I took this example (among others) and wrote into the Open Source Definition (then the Debian Free Software Guidelines) that licenses could not discriminate against persons or groups, or against fields of endeavor.

This implements a major principle of Free Software. Freedom means Freedom for Everyone, not Freedom For People I Approve Of. Even when those folks abuse the freedom of others.

Someone recently created a license that discriminates against companies that have contracts with the U.S. Immigration and Customs Enforcement (ICE), a division of the Department of Homeland Security. Ironically, this is called “Moral Programming” or “Moral Licensing”. I have to object to it on moral grounds.

I don’t approve of the recent conduct of ICE under the direction of Donald Trump and his gang. Far, far from it. I am happy to say so, to participate in protests, and most importantly, I will not vote Republican in upcoming elections.

But if you insist on denying them the right to run your software in your license, please be careful not to call it Open Source or Free Software. Because your license will not comply with the Open Source Definition or the Four Freedoms of the Free Software Foundation. Which protect Freedom for everyone.

Redis, The Commons Clause, and Adding Clauses To Open Source Licenses

Redis has recently created something called the “Commons Clause”, which takes the Apache license and makes it a non-Open-Source license. And they still call it the Apache license. This is a problem. Someone creating yet another non-Open-Source paradigm is not a problem, if they do it correctly.

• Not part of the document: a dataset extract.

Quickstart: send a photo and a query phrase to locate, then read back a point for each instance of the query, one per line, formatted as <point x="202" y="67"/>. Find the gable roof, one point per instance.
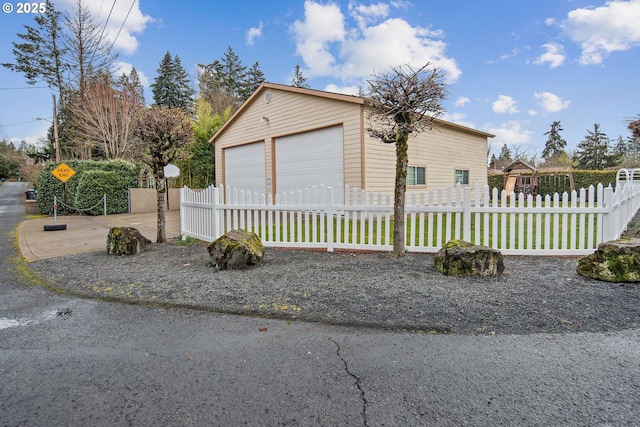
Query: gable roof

Redis doesn’t deny that it’s not an Open Source license any longer once their clause is added.

It’s a bad idea to add a any text whatsoever to an Open Source license, and still call that license by it’s old name. Once the Commons Clause is added, it’s no longer the Apache license, and calling it so confuses people about what is Open Source and what isn’t. Hopefully that’s not meant deliberately. Now stop it. Take the license and the clause together, and title it the Redis license or another name of your choice that doesn’t confuse people that it’s an Open Source license. “Commons” is the name of an Apache project, so that is probably a bad choice for the name of the overall license.

You’ll note that I worked on the Business Source License with MariaDB. They paid a day’s consulting fee. I made it very clear that they were not to tell people it was Open Source, and I made changes that made the license less ambiguous and confusing than their previous version. Please follow that example.

About Steve Jobs and Lisa Brennan-Jobs

I never met Lisa Brennan-Jobs, and I only met with Steve Jobs at Pixar. When Reed Jobs was born, in 1991, Ed Catmull (then president of Pixar and now CTO of Disney) showed me the email from Steve, on his NeXT workstation, announcing Reed’s birth. Steve used a then-new feature of NeXT email to put a photo and background music in the email.

We all knew about Lisa and that Steve didn’t acknowledge her. There was a sour note as we viewed the announcement, as Steve was treating Reed’s birth with a joy that he clearly didn’t have for his relationship with Lisa.